Rilevata presenza di sostanza cancerogena per l’uomo nei farmaci per curare il diabete.

Dopo un recente ritiro di farmaci pericolosi per la salute perché contenenti una sostanza pericolosa (Ndma), ulteriori controlli anche sui lotti di alcuni farmaci per curare il diabete. I farmaci presentano una sostanza appartenente alla classe delle nitrosammine,  considerata cancerogena per l’uomo. L’Agenzia europea del farmaco ha sottolineato in una nota che le indagini sono ancora in corso e saranno approfondite ulteriormente.
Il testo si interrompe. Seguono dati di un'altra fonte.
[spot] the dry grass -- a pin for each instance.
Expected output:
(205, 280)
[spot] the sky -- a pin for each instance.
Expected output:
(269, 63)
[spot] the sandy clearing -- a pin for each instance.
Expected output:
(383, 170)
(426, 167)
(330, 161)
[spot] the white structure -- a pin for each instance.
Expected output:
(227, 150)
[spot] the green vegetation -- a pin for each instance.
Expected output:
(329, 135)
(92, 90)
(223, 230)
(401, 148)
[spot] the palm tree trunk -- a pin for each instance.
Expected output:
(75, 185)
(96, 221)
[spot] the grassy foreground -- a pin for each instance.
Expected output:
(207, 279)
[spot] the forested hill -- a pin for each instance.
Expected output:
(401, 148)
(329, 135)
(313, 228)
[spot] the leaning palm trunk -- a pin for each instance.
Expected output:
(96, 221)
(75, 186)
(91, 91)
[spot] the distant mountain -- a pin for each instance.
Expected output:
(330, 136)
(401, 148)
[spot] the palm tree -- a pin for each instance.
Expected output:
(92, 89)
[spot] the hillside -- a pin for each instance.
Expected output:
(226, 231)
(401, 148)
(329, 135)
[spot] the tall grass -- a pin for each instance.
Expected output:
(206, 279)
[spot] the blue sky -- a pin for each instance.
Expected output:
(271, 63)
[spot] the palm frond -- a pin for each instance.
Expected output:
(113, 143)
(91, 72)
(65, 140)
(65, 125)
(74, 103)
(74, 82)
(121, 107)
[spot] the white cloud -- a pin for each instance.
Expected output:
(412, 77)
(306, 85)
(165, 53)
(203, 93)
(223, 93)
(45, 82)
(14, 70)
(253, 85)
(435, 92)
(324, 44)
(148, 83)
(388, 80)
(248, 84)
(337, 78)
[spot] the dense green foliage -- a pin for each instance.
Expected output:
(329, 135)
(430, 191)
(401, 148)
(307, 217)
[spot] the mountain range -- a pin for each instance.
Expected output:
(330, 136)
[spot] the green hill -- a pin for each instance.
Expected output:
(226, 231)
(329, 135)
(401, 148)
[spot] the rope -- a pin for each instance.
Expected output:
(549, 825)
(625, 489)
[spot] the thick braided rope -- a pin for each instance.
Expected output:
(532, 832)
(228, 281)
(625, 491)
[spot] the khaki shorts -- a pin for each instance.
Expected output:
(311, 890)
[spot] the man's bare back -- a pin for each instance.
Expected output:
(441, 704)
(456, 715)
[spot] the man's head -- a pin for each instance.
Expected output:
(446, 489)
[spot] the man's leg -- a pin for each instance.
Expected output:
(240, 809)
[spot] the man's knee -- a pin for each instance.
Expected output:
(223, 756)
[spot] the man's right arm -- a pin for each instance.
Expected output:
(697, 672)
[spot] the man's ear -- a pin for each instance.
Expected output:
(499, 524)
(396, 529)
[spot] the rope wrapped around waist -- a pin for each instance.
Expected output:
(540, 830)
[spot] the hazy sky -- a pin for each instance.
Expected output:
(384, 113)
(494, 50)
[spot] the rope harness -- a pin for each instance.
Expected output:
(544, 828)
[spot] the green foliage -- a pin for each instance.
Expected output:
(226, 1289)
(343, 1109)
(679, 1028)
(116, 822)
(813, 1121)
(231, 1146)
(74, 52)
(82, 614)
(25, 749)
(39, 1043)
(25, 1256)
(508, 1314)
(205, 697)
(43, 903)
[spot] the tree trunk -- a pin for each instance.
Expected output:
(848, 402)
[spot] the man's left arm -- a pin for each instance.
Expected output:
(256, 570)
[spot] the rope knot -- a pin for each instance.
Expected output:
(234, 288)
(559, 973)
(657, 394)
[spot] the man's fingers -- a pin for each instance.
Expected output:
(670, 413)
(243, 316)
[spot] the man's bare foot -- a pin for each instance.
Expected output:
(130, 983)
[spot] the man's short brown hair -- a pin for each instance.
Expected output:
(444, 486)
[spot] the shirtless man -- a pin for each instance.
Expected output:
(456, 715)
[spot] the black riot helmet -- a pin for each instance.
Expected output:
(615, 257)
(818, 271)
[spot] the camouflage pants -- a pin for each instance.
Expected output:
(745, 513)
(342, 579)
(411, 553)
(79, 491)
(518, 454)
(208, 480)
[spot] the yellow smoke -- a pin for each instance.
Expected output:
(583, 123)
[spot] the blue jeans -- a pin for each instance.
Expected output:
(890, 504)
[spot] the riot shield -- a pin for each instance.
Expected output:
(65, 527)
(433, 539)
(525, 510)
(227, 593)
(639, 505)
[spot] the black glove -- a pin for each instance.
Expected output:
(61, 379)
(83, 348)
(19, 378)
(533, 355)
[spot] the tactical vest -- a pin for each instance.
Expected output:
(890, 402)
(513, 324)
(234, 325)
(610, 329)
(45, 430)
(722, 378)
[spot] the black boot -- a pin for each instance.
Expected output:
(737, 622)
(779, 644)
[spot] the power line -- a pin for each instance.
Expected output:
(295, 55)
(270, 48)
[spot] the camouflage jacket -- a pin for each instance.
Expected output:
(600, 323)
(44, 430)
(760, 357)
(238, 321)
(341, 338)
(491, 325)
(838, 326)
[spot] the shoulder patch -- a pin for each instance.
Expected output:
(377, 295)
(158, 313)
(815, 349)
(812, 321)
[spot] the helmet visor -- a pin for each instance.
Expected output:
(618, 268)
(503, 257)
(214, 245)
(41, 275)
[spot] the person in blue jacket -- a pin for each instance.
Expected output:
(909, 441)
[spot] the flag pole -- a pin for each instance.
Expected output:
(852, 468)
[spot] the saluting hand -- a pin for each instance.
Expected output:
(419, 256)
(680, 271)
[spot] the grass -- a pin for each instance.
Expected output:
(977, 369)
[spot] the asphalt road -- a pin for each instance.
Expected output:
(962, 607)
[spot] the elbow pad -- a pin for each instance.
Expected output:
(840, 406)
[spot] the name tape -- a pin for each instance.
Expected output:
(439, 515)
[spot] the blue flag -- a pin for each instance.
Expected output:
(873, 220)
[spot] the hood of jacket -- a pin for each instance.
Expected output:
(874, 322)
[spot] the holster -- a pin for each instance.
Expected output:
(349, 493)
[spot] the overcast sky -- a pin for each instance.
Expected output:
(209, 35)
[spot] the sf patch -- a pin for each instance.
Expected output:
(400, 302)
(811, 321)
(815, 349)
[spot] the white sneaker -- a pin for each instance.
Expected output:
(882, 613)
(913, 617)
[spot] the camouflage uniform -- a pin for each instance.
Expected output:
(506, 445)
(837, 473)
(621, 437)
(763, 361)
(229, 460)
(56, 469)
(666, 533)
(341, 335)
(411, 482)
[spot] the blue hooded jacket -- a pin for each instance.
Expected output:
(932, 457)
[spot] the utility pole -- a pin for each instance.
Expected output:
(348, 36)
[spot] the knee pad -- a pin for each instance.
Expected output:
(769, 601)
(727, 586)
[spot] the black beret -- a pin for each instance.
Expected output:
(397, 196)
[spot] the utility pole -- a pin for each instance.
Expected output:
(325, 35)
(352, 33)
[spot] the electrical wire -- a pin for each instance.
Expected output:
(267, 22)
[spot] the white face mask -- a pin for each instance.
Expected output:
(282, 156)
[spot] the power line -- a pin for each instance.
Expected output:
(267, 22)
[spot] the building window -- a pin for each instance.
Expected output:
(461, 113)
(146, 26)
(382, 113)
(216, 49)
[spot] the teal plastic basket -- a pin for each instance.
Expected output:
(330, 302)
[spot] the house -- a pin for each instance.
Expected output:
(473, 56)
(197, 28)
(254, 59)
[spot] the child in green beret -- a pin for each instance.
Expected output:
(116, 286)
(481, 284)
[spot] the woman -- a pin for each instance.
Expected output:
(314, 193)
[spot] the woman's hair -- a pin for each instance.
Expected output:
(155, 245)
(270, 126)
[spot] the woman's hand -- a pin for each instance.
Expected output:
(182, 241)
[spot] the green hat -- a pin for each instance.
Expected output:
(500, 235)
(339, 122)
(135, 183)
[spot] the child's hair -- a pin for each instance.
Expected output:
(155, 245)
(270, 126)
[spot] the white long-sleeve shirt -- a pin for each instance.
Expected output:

Sostanza cancerogena nei farmaci utilizzati per curare il diabete

Dagli ultimi studi è emerso che la sostanza cancerogena “Ndma” è stata riscontrata in alcuni lotti di metformina. Questa sostanza viene utilizzata nei farmaci per la cura del diabete. Nel comunicato l’Agenzia europea del farmaco, si raccomanda per coloro che sono  in trattamento con i farmaci del diabete, di non sospenderlo, perché il rischio di sospensione del farmaco è più alto rispetto a quello di contrarre un tumore attraverso la cura con la sostanza pericolosa (in fase di accertamento).

Sempre nella nota, si legge che si stanno considerando tutte le possibili ragioni per le quale una sostanza come la nitrosammina sia stata rilevata in alcuni lotti di ranitidina, un farmaco impiegato per curare dolori allo stomaco (bruciore) e ulcera gastrica.

La nota dell’Ema precisa che gli studiosi stanno analizzando anche alcuni lotti di farmaci che hanno rilevato la presenza di  Ndma in alcuni lotti di farmaci a base di metformina,  farmaco utilizzato nella cura del diabete.

Al momento si attendono i risultati degli esami effettuati sulla metformina disponibile in tutta l’Unione Europea.

Gli studiosi stanno continuando le attività di controllo e prevenzione, e stanno operando un controllo sulla presenza di nitrosamminiche in molteplici farmaci autorizzati dall’Unione europea.

Gli studi sono stati attivati anche sui lotti di metformina in quanto considerato un medicinale cruciale. Quindi, per evitare carenze per i pazienti in terapia, gli studiosi stanno effettuando tutti i controlli e indagini da tutelare i pazienti senza interruzioni dannose alla salute.

L’Ema nel comunicato avverte che continuerà nella sua azione di contatto con le autorità nazionali, l’Edpm e i patner internazionali, e saranno adottate tutte le misure necessarie per tutelare il paziente e garantire la qualità dei medicinali dell’Unione Europea.